A la mi-août, dans la banlieue de Hanoi, les fidèles de la paroisse de Thai Ha, tenue par les rédemptoristes, ont commencé à manifester pacifiquement. Une société d’état veut construire une route sur un terrain de 14 000 m2 que, d’après les allégations erronées des autorités, les religieux auraient cédé à l’Etat dans les années 60. La police est intervenue avec des bâtons électriques et des gaz irritants contre des personnes âgées et des enfants. Six personnes ont été arrêtées. Pourquoi?

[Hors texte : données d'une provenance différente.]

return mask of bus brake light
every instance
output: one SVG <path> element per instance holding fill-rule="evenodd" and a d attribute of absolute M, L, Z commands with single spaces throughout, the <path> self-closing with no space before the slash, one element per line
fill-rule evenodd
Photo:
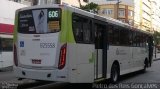
<path fill-rule="evenodd" d="M 66 63 L 67 44 L 64 44 L 60 50 L 58 69 L 63 69 Z"/>

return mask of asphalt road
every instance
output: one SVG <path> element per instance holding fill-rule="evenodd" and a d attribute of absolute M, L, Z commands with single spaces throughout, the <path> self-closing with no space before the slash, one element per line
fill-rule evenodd
<path fill-rule="evenodd" d="M 12 70 L 0 71 L 0 86 L 15 86 L 17 87 L 20 84 L 34 83 L 33 80 L 22 80 L 18 81 L 15 78 Z M 100 85 L 101 84 L 101 85 Z M 151 88 L 160 89 L 160 60 L 153 62 L 152 67 L 148 68 L 145 73 L 143 72 L 134 72 L 124 76 L 121 76 L 121 79 L 118 84 L 110 84 L 107 82 L 102 82 L 99 84 L 67 84 L 67 83 L 58 83 L 58 84 L 49 84 L 48 86 L 39 87 L 38 89 L 76 89 L 79 87 L 82 88 L 97 88 L 97 89 L 106 89 L 106 88 L 131 88 L 131 84 L 139 84 L 136 86 L 138 89 L 142 89 L 145 84 L 150 85 Z M 29 84 L 30 85 L 30 84 Z M 142 85 L 142 86 L 141 86 Z M 150 88 L 149 87 L 149 88 Z M 132 87 L 134 88 L 134 87 Z M 1 89 L 1 88 L 0 88 Z M 6 88 L 3 88 L 6 89 Z M 10 88 L 9 88 L 10 89 Z M 15 88 L 16 89 L 16 88 Z M 23 88 L 22 88 L 23 89 Z M 29 88 L 32 89 L 32 88 Z M 135 89 L 135 88 L 134 88 Z M 145 88 L 144 88 L 145 89 Z M 148 89 L 148 88 L 146 88 Z"/>

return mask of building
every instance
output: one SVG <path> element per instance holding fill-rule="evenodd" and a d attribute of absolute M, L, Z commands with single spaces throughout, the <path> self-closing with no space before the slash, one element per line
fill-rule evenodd
<path fill-rule="evenodd" d="M 150 0 L 134 0 L 134 26 L 153 33 L 152 7 Z"/>
<path fill-rule="evenodd" d="M 159 0 L 90 0 L 99 4 L 99 14 L 118 19 L 153 33 L 160 31 Z"/>
<path fill-rule="evenodd" d="M 152 29 L 160 32 L 160 0 L 151 0 L 152 5 Z"/>
<path fill-rule="evenodd" d="M 132 26 L 134 25 L 134 8 L 128 0 L 126 2 L 124 0 L 123 2 L 117 0 L 90 0 L 90 2 L 99 4 L 99 15 L 112 17 Z"/>
<path fill-rule="evenodd" d="M 18 3 L 22 3 L 28 6 L 40 5 L 40 4 L 69 4 L 75 7 L 80 7 L 81 5 L 86 5 L 88 0 L 10 0 Z"/>

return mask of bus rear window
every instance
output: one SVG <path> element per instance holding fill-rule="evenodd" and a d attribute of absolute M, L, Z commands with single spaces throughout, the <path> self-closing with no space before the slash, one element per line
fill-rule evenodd
<path fill-rule="evenodd" d="M 18 32 L 45 34 L 60 31 L 61 9 L 33 9 L 18 13 Z"/>

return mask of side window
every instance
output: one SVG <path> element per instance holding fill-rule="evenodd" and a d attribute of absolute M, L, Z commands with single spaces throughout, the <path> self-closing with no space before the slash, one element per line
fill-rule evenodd
<path fill-rule="evenodd" d="M 120 29 L 120 45 L 128 46 L 129 45 L 129 30 Z"/>
<path fill-rule="evenodd" d="M 113 45 L 119 45 L 119 29 L 114 27 L 113 30 Z"/>
<path fill-rule="evenodd" d="M 1 46 L 2 51 L 12 51 L 13 48 L 13 39 L 2 38 L 1 39 Z"/>
<path fill-rule="evenodd" d="M 133 31 L 133 46 L 137 46 L 137 32 L 136 31 Z"/>
<path fill-rule="evenodd" d="M 112 25 L 109 25 L 108 26 L 108 41 L 109 41 L 109 44 L 112 45 L 113 44 L 113 26 Z"/>
<path fill-rule="evenodd" d="M 129 45 L 132 46 L 133 45 L 133 33 L 134 31 L 129 31 Z"/>
<path fill-rule="evenodd" d="M 104 41 L 105 25 L 95 24 L 95 48 L 102 49 Z"/>
<path fill-rule="evenodd" d="M 77 43 L 92 43 L 91 20 L 73 14 L 73 34 Z"/>

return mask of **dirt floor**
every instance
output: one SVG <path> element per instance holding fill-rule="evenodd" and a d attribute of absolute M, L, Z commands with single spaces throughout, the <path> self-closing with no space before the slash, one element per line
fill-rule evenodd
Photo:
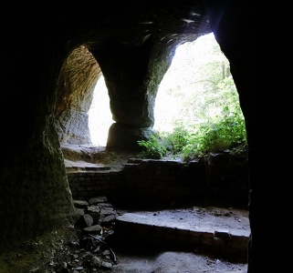
<path fill-rule="evenodd" d="M 62 147 L 68 166 L 94 164 L 109 166 L 111 169 L 122 167 L 128 158 L 136 157 L 137 153 L 110 151 L 105 147 L 87 146 L 67 146 Z M 131 213 L 148 217 L 149 221 L 184 225 L 186 228 L 233 229 L 246 236 L 249 234 L 248 212 L 234 207 L 193 207 L 162 211 L 125 211 L 118 208 L 120 215 Z M 115 248 L 117 264 L 111 268 L 113 273 L 208 273 L 208 272 L 246 272 L 246 263 L 235 263 L 217 257 L 203 255 L 193 251 L 159 250 L 119 246 Z M 97 272 L 103 272 L 99 269 Z M 105 272 L 109 272 L 107 269 Z"/>
<path fill-rule="evenodd" d="M 105 147 L 89 146 L 64 146 L 62 151 L 68 167 L 92 164 L 110 166 L 119 169 L 134 154 L 113 152 Z M 125 211 L 118 208 L 120 216 L 126 213 L 143 214 L 138 211 Z M 210 228 L 233 229 L 249 233 L 247 211 L 233 207 L 188 207 L 173 208 L 168 211 L 149 213 L 149 220 L 169 221 L 174 225 L 190 225 Z M 154 218 L 152 219 L 151 216 Z M 77 251 L 79 243 L 79 229 L 75 226 L 53 230 L 41 238 L 25 243 L 19 249 L 0 255 L 0 273 L 245 273 L 246 263 L 231 262 L 219 257 L 199 253 L 197 249 L 158 249 L 127 244 L 113 246 L 117 262 L 110 268 L 97 267 L 90 270 L 82 267 L 72 267 L 81 250 Z M 26 268 L 24 271 L 21 268 Z"/>

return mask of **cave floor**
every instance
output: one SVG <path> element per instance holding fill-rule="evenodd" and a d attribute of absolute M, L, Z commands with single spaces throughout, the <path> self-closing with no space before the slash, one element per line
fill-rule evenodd
<path fill-rule="evenodd" d="M 120 169 L 133 153 L 123 151 L 109 151 L 105 147 L 89 146 L 62 147 L 65 155 L 65 165 L 68 171 L 99 169 L 110 167 L 111 169 Z M 117 264 L 110 269 L 99 268 L 98 271 L 80 272 L 113 272 L 113 273 L 204 273 L 204 272 L 246 272 L 247 264 L 243 257 L 235 257 L 232 260 L 216 253 L 199 251 L 190 248 L 160 248 L 158 244 L 150 247 L 145 244 L 152 241 L 146 233 L 142 234 L 144 240 L 138 241 L 135 237 L 134 226 L 146 230 L 148 227 L 175 228 L 193 234 L 222 232 L 233 237 L 248 240 L 250 228 L 248 211 L 243 208 L 221 207 L 213 206 L 175 207 L 173 209 L 131 210 L 115 207 L 118 213 L 117 227 L 122 226 L 122 233 L 117 232 L 114 240 L 110 240 L 117 256 Z M 160 231 L 157 231 L 160 232 Z M 163 232 L 163 231 L 162 231 Z M 116 231 L 115 231 L 116 233 Z M 137 236 L 141 237 L 141 234 Z M 147 233 L 148 235 L 150 232 Z M 115 240 L 120 237 L 120 239 Z M 131 243 L 131 238 L 135 243 Z M 160 245 L 160 243 L 159 243 Z M 246 248 L 246 247 L 245 247 Z M 246 251 L 244 249 L 244 251 Z M 75 272 L 77 273 L 77 272 Z"/>

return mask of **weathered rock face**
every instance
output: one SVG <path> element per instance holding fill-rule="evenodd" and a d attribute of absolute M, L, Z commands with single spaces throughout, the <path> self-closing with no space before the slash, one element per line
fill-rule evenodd
<path fill-rule="evenodd" d="M 100 72 L 116 122 L 108 144 L 133 148 L 152 130 L 158 85 L 176 46 L 213 30 L 248 134 L 249 272 L 288 271 L 290 10 L 232 0 L 2 4 L 2 248 L 73 213 L 60 142 L 90 142 L 87 114 Z"/>

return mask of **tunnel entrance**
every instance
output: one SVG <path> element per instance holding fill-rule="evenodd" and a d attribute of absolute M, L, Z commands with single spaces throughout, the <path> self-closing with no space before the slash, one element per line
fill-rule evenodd
<path fill-rule="evenodd" d="M 176 126 L 184 125 L 188 131 L 194 125 L 239 113 L 238 94 L 229 68 L 213 33 L 179 46 L 158 88 L 153 130 L 171 134 Z M 239 118 L 244 120 L 242 112 Z M 89 111 L 93 145 L 106 146 L 108 130 L 113 122 L 101 76 Z"/>

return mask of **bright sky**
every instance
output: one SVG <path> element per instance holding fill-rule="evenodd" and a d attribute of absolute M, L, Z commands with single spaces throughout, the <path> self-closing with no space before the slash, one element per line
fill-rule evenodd
<path fill-rule="evenodd" d="M 202 61 L 203 58 L 205 62 L 215 61 L 215 56 L 209 54 L 215 43 L 216 42 L 214 34 L 209 34 L 199 37 L 196 43 L 185 43 L 177 47 L 173 63 L 159 86 L 154 108 L 153 128 L 155 130 L 172 131 L 173 119 L 178 117 L 182 101 L 173 96 L 168 96 L 168 90 L 175 86 L 186 86 L 188 81 L 193 79 L 194 76 L 193 64 Z M 191 69 L 188 70 L 185 67 Z M 112 123 L 108 91 L 104 78 L 101 76 L 97 83 L 89 112 L 89 127 L 93 145 L 106 146 L 108 130 Z"/>

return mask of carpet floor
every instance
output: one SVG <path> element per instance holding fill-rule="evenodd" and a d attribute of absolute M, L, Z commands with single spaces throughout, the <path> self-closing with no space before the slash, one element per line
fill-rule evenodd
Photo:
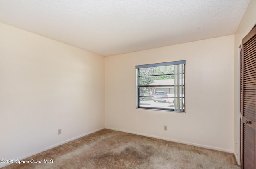
<path fill-rule="evenodd" d="M 25 160 L 2 169 L 240 168 L 231 153 L 107 129 Z"/>

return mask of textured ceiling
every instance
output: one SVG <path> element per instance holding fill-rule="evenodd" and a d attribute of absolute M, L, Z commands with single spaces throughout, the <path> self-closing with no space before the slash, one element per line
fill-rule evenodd
<path fill-rule="evenodd" d="M 0 22 L 106 56 L 233 34 L 249 1 L 0 0 Z"/>

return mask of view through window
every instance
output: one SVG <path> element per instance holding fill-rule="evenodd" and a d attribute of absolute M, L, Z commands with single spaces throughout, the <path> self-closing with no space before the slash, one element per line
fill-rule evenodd
<path fill-rule="evenodd" d="M 184 112 L 185 63 L 136 66 L 138 108 Z"/>

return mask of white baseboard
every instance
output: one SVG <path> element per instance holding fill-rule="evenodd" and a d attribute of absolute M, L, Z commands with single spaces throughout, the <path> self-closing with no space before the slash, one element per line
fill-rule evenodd
<path fill-rule="evenodd" d="M 51 149 L 53 148 L 54 147 L 56 147 L 58 146 L 59 145 L 62 145 L 62 144 L 66 143 L 68 143 L 69 142 L 70 142 L 70 141 L 72 141 L 73 140 L 74 140 L 75 139 L 79 139 L 79 138 L 82 137 L 83 137 L 84 136 L 85 136 L 86 135 L 89 135 L 90 134 L 92 134 L 92 133 L 95 133 L 95 132 L 96 132 L 96 131 L 99 131 L 100 130 L 101 130 L 102 129 L 104 129 L 104 127 L 101 128 L 100 128 L 100 129 L 97 129 L 96 130 L 94 130 L 94 131 L 90 131 L 90 132 L 89 132 L 88 133 L 86 133 L 82 134 L 82 135 L 78 135 L 78 136 L 72 138 L 71 139 L 68 139 L 68 140 L 64 141 L 62 141 L 62 142 L 61 142 L 60 143 L 58 143 L 53 145 L 51 145 L 50 146 L 49 146 L 49 147 L 47 147 L 45 148 L 44 148 L 43 149 L 41 149 L 40 150 L 39 150 L 39 151 L 36 151 L 36 152 L 35 152 L 34 153 L 30 153 L 30 154 L 28 154 L 28 155 L 24 155 L 24 156 L 22 156 L 22 157 L 20 157 L 19 158 L 14 158 L 13 159 L 18 159 L 19 160 L 23 160 L 24 159 L 26 159 L 26 158 L 28 158 L 28 157 L 31 157 L 31 156 L 33 156 L 34 155 L 35 155 L 36 154 L 38 154 L 38 153 L 42 153 L 42 152 L 46 151 L 46 150 L 48 150 L 50 149 Z M 2 168 L 2 167 L 5 167 L 6 166 L 7 166 L 7 165 L 9 165 L 10 164 L 9 164 L 9 163 L 1 163 L 1 164 L 0 164 L 0 168 Z"/>
<path fill-rule="evenodd" d="M 155 135 L 150 135 L 144 134 L 140 133 L 137 133 L 136 132 L 131 131 L 129 131 L 127 130 L 119 129 L 115 129 L 115 128 L 113 128 L 111 127 L 106 127 L 105 128 L 106 129 L 109 129 L 110 130 L 115 130 L 115 131 L 119 131 L 124 132 L 125 133 L 130 133 L 131 134 L 136 134 L 137 135 L 142 135 L 143 136 L 148 137 L 149 137 L 154 138 L 156 139 L 168 141 L 170 141 L 174 142 L 175 143 L 180 143 L 182 144 L 187 144 L 188 145 L 193 145 L 194 146 L 199 147 L 202 148 L 205 148 L 206 149 L 208 149 L 220 151 L 221 151 L 226 152 L 227 153 L 232 153 L 232 154 L 234 153 L 234 151 L 233 150 L 222 149 L 221 148 L 216 147 L 214 147 L 209 146 L 208 145 L 202 145 L 202 144 L 196 144 L 196 143 L 190 143 L 189 142 L 177 140 L 174 139 L 169 139 L 167 138 L 162 137 L 156 136 Z"/>

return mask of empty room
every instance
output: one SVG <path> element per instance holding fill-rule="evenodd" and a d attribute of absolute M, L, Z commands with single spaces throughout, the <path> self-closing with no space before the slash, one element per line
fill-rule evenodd
<path fill-rule="evenodd" d="M 256 0 L 0 1 L 0 168 L 256 169 Z"/>

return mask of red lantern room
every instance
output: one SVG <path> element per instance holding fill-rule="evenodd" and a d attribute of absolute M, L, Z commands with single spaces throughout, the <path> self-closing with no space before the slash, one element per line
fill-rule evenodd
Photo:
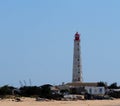
<path fill-rule="evenodd" d="M 78 32 L 76 32 L 76 34 L 75 34 L 75 40 L 80 40 L 80 35 Z"/>

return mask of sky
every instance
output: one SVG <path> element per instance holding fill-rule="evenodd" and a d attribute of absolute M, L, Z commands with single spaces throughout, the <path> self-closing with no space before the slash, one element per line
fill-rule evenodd
<path fill-rule="evenodd" d="M 0 86 L 72 81 L 81 34 L 84 82 L 120 84 L 119 0 L 0 0 Z"/>

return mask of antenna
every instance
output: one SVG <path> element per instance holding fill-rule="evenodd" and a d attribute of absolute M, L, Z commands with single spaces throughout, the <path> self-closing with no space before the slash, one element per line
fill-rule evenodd
<path fill-rule="evenodd" d="M 29 79 L 29 84 L 30 84 L 30 86 L 32 86 L 32 82 L 31 82 L 31 79 Z"/>
<path fill-rule="evenodd" d="M 27 85 L 26 81 L 25 81 L 25 80 L 23 80 L 23 82 L 24 82 L 24 84 L 25 84 L 25 86 L 26 86 L 26 85 Z"/>
<path fill-rule="evenodd" d="M 23 83 L 22 83 L 22 81 L 19 81 L 19 83 L 20 83 L 20 87 L 23 87 Z"/>

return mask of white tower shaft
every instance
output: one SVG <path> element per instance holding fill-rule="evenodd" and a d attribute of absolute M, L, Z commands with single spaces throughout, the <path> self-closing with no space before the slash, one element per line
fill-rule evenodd
<path fill-rule="evenodd" d="M 80 35 L 78 34 L 78 32 L 75 34 L 75 39 L 74 39 L 72 82 L 82 82 Z"/>

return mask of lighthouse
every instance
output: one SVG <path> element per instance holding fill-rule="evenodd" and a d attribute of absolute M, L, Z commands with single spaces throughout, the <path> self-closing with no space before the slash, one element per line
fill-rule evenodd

"Parce qu’ils priaient pacifiquement. C’est une violation inacceptable des droits de l’homme, écrivez-le et dites-le au monde". Mgr Joseph Ngo Quang Kiet, archevêque de Hanoi depuis un peu plus de 3 ans, n’a pas peur de protester contre ce qui est arrivé à Thai Ha et ailleurs. Maintenant il est dans l’œil du cyclone, pour avoir pris parti pour la paroisse des rédemptoristes puis dirigé la plus grande manifestation de protestation non-violente dont on se souvienne à Hanoi depuis 1954.

Le 21 septembre, 10 000 personnes se sont réunies pour prier sur la place de l’ancienne nonciature, qui jouxte l’évêché de Hanoi, dans un quartier très central, Hoàn Kiem. La protestation répondait au fait que deux jours plus tôt, après neuf mois de négociations avec les autorités de la capitale, des bulldozers et des ouvriers escortés par l’armée et la police étaient entrés de nuit, à l’improviste, sur le terrain de l’ancienne délégation apostolique pour y réaliser un parc public.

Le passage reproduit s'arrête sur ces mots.